Listing 6.7. Asynchronous before and after
beforeAsync = (decoration) ->
(base) ->
(params..., callback) ->
result = undefined
applyBase = =>
result = base.apply @, (params.concat callback)
decoration.apply @, (params.concat applyBase)
result
afterAsync = (decoration) ->
(base) ->
(params..., callback) ->
decorated = (params...) =>
decoration.apply @, (params.concat -> (callback.apply @, params))
base.apply @, (params.concat decorated)
There are other ways to deal with resources that are accessed asynchronously, such as treating them as streams of data, as you’ll learn about in chapter 9.
Continuations
This concept of passing in the rest of your program as a callback is similar to something called continuation-passing style. One of the criticisms of CoffeeScript in its current state is that callbacks all have to be nested. The asynchronous composition techniques presented here and the techniques shown in chapter 9 go a long way to helping solve that problem. Further, in chapter 13 you’ll see how JavaScript, and hence CoffeeScript, is evolving to have better language techniques for dealing with asynchronous code.

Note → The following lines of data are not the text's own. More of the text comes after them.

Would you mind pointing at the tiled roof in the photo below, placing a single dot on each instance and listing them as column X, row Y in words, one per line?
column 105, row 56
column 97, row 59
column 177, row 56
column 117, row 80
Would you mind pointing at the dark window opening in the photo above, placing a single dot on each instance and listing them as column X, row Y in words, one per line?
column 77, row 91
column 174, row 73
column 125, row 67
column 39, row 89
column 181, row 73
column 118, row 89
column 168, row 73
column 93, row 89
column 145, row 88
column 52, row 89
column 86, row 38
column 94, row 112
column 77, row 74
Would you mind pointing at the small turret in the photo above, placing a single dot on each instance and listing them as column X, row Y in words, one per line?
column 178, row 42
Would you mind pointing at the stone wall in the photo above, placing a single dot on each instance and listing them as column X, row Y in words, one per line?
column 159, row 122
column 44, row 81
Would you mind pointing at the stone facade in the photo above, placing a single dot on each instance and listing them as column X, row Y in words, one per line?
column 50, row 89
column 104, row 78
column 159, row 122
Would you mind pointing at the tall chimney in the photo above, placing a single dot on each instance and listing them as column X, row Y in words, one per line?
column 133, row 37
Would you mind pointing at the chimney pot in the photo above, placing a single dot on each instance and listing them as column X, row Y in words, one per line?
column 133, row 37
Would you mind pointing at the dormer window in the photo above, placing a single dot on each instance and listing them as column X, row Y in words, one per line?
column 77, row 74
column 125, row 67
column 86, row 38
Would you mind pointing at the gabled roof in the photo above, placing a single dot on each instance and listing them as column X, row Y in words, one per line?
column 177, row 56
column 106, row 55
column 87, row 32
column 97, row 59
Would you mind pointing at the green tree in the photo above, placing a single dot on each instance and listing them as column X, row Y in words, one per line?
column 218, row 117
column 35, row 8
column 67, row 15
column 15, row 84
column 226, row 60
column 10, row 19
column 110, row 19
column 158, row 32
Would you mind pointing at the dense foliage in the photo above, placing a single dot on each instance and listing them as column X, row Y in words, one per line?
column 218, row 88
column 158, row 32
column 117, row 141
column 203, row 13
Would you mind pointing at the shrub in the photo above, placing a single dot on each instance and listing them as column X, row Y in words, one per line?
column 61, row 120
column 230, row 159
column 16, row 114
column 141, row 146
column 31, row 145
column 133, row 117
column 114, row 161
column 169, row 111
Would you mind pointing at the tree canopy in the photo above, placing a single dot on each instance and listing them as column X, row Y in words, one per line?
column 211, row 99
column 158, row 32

Later on, over coffee (robots drink coffee too), Agtron tells you what his philosophy professor once told him, “Our understanding of the world often gets tangled up until eventually it becomes one big knot. Philosophy is about teasing out those knots and untangling things so that you have simple explanations of things.” The same thing applies to the world of a program. Sometimes things get tangled up. If you pull harder on the knot, you make it worse. If you do surgery on the knot by cutting it, you can break the entire universe. The point is to instead tease out the tangles and make your program less intertwined. The techniques you’ve seen can help you to tease out some of the knots in your program.
6.5. Summary
Function composition is built on just a few basic techniques for gluing functions together. But the simplicity and flexibility of this approach allow you to construct your own programming abstractions. By naming a function, you’re growing the programming language yourself. By creating abstractions, you make it easier to construct similar parts of a language without having to write the same program over and over again. You’ve learned the techniques: keeping programs clear by naming functions, avoiding state, creating abstractions, creating abstractions of abstractions, and then also using these techniques to deal with callback functions in asynchronous programs.
In the next chapter you’ll look at programming style in CoffeeScript, advanced syntax, and some gotchas.